Gli esperti, quelli veri, hanno continuato ad azzuffarsi tra di loro in tv. Poi sono arrivate le notizie ferali: “morto poche ore dopo il vaccino”. Uno, due, tre in Italia e così in altri paesi. Sono morti collegate al vaccino?  No, non lo sono, assicurano. Ma c’è un lotto di Astrazeneca incriminato, che viene ritirato e bloccato praticamente  in tutta Europa. E noi, che non siamo esperti, che i virologi prima del marzo 2020 quasi non sapevamo manco chi fossero, noi che non siamo allenatori di niente se non della nostra mente, ora viviamo nella confusione più totale.
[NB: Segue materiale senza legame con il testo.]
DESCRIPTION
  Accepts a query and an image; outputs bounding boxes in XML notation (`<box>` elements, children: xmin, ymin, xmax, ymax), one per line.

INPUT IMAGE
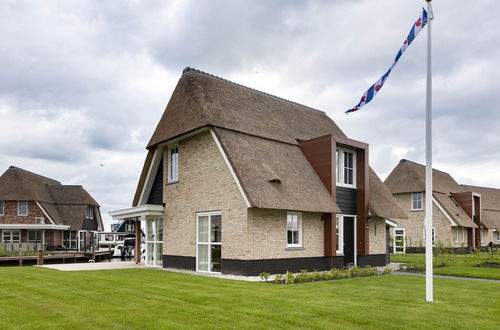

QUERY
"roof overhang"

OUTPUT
<box><xmin>0</xmin><ymin>223</ymin><xmax>70</xmax><ymax>230</ymax></box>
<box><xmin>385</xmin><ymin>219</ymin><xmax>398</xmax><ymax>228</ymax></box>
<box><xmin>108</xmin><ymin>204</ymin><xmax>165</xmax><ymax>220</ymax></box>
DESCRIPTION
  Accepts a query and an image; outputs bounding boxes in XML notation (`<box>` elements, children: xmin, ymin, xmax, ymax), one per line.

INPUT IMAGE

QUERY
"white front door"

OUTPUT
<box><xmin>146</xmin><ymin>218</ymin><xmax>163</xmax><ymax>266</ymax></box>
<box><xmin>196</xmin><ymin>212</ymin><xmax>222</xmax><ymax>273</ymax></box>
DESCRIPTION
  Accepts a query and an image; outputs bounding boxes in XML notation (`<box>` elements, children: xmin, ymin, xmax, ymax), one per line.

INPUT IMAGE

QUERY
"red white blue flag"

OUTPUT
<box><xmin>345</xmin><ymin>8</ymin><xmax>427</xmax><ymax>113</ymax></box>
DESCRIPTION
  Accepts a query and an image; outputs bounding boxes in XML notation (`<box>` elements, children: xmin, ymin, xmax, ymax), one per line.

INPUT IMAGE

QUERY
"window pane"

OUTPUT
<box><xmin>198</xmin><ymin>244</ymin><xmax>209</xmax><ymax>271</ymax></box>
<box><xmin>210</xmin><ymin>215</ymin><xmax>222</xmax><ymax>243</ymax></box>
<box><xmin>156</xmin><ymin>218</ymin><xmax>163</xmax><ymax>241</ymax></box>
<box><xmin>198</xmin><ymin>216</ymin><xmax>209</xmax><ymax>243</ymax></box>
<box><xmin>210</xmin><ymin>245</ymin><xmax>222</xmax><ymax>272</ymax></box>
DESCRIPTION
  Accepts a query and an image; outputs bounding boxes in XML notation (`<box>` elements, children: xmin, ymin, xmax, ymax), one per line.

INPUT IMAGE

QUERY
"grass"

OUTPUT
<box><xmin>391</xmin><ymin>253</ymin><xmax>500</xmax><ymax>280</ymax></box>
<box><xmin>0</xmin><ymin>267</ymin><xmax>500</xmax><ymax>329</ymax></box>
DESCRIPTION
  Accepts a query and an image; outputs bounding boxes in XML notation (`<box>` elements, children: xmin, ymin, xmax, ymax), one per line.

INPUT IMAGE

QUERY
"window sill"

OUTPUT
<box><xmin>285</xmin><ymin>246</ymin><xmax>305</xmax><ymax>251</ymax></box>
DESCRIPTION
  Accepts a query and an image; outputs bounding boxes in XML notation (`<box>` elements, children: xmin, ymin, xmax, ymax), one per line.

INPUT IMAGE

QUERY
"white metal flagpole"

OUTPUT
<box><xmin>425</xmin><ymin>0</ymin><xmax>434</xmax><ymax>301</ymax></box>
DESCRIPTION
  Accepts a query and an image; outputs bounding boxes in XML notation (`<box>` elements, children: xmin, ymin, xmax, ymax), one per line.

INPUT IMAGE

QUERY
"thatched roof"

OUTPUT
<box><xmin>0</xmin><ymin>166</ymin><xmax>102</xmax><ymax>230</ymax></box>
<box><xmin>368</xmin><ymin>167</ymin><xmax>408</xmax><ymax>219</ymax></box>
<box><xmin>384</xmin><ymin>159</ymin><xmax>462</xmax><ymax>194</ymax></box>
<box><xmin>137</xmin><ymin>68</ymin><xmax>406</xmax><ymax>217</ymax></box>
<box><xmin>214</xmin><ymin>128</ymin><xmax>340</xmax><ymax>213</ymax></box>
<box><xmin>148</xmin><ymin>68</ymin><xmax>345</xmax><ymax>149</ymax></box>
<box><xmin>461</xmin><ymin>185</ymin><xmax>500</xmax><ymax>230</ymax></box>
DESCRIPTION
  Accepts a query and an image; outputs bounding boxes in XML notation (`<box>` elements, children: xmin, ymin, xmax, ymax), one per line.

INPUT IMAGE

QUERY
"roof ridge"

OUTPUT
<box><xmin>460</xmin><ymin>184</ymin><xmax>500</xmax><ymax>190</ymax></box>
<box><xmin>9</xmin><ymin>165</ymin><xmax>62</xmax><ymax>186</ymax></box>
<box><xmin>399</xmin><ymin>158</ymin><xmax>454</xmax><ymax>180</ymax></box>
<box><xmin>182</xmin><ymin>66</ymin><xmax>326</xmax><ymax>116</ymax></box>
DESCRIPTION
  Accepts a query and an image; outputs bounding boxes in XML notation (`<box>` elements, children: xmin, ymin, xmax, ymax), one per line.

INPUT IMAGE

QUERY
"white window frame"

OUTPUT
<box><xmin>144</xmin><ymin>217</ymin><xmax>164</xmax><ymax>267</ymax></box>
<box><xmin>335</xmin><ymin>214</ymin><xmax>344</xmax><ymax>255</ymax></box>
<box><xmin>196</xmin><ymin>211</ymin><xmax>224</xmax><ymax>274</ymax></box>
<box><xmin>335</xmin><ymin>148</ymin><xmax>356</xmax><ymax>188</ymax></box>
<box><xmin>453</xmin><ymin>226</ymin><xmax>466</xmax><ymax>243</ymax></box>
<box><xmin>2</xmin><ymin>230</ymin><xmax>21</xmax><ymax>244</ymax></box>
<box><xmin>411</xmin><ymin>192</ymin><xmax>424</xmax><ymax>211</ymax></box>
<box><xmin>423</xmin><ymin>226</ymin><xmax>436</xmax><ymax>246</ymax></box>
<box><xmin>85</xmin><ymin>205</ymin><xmax>95</xmax><ymax>220</ymax></box>
<box><xmin>17</xmin><ymin>201</ymin><xmax>29</xmax><ymax>217</ymax></box>
<box><xmin>393</xmin><ymin>227</ymin><xmax>406</xmax><ymax>254</ymax></box>
<box><xmin>167</xmin><ymin>145</ymin><xmax>179</xmax><ymax>183</ymax></box>
<box><xmin>285</xmin><ymin>212</ymin><xmax>304</xmax><ymax>248</ymax></box>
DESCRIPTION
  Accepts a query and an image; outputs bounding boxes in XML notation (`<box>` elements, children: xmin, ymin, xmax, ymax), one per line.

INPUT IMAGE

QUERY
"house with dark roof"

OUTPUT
<box><xmin>461</xmin><ymin>184</ymin><xmax>500</xmax><ymax>245</ymax></box>
<box><xmin>384</xmin><ymin>159</ymin><xmax>500</xmax><ymax>252</ymax></box>
<box><xmin>110</xmin><ymin>68</ymin><xmax>406</xmax><ymax>275</ymax></box>
<box><xmin>0</xmin><ymin>166</ymin><xmax>103</xmax><ymax>251</ymax></box>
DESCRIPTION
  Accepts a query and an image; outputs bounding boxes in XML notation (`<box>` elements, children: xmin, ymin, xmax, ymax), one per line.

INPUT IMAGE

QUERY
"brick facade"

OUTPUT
<box><xmin>0</xmin><ymin>201</ymin><xmax>45</xmax><ymax>224</ymax></box>
<box><xmin>163</xmin><ymin>131</ymin><xmax>252</xmax><ymax>259</ymax></box>
<box><xmin>163</xmin><ymin>131</ymin><xmax>386</xmax><ymax>267</ymax></box>
<box><xmin>391</xmin><ymin>192</ymin><xmax>467</xmax><ymax>247</ymax></box>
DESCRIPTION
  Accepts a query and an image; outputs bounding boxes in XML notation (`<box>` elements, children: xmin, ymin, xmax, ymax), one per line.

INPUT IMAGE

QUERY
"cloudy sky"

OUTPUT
<box><xmin>0</xmin><ymin>0</ymin><xmax>500</xmax><ymax>228</ymax></box>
Ci possiamo fidare davvero? Non abbiamo risposte e ci chiudiamo sempre più in casa, zona rossa o gialla o arancione. Non possiamo fare altro che prendere ad esempio il presidente della Repubblica Sergio Mattarella e aspettare , senza scalmanarci più di tanto,  il nostro turno. Quando arriverà faremo il vaccino. Incrociando le dita e sperando di non essere in quello 0,001 per mille che svilupperà un micidiale effetto collaterale.

Le alternative d’altronde sono solo due: vivere sepolti nella nostra casa, o peggio ingrossare l’interminabile lista dei morti per Covid. E noi invece abbiamo un solo grande desiderio: ritornare a oltre un anno fa, alle nostre vite incasinate e a volte anche complicate. Ma erano le nostre. E le rivogliamo.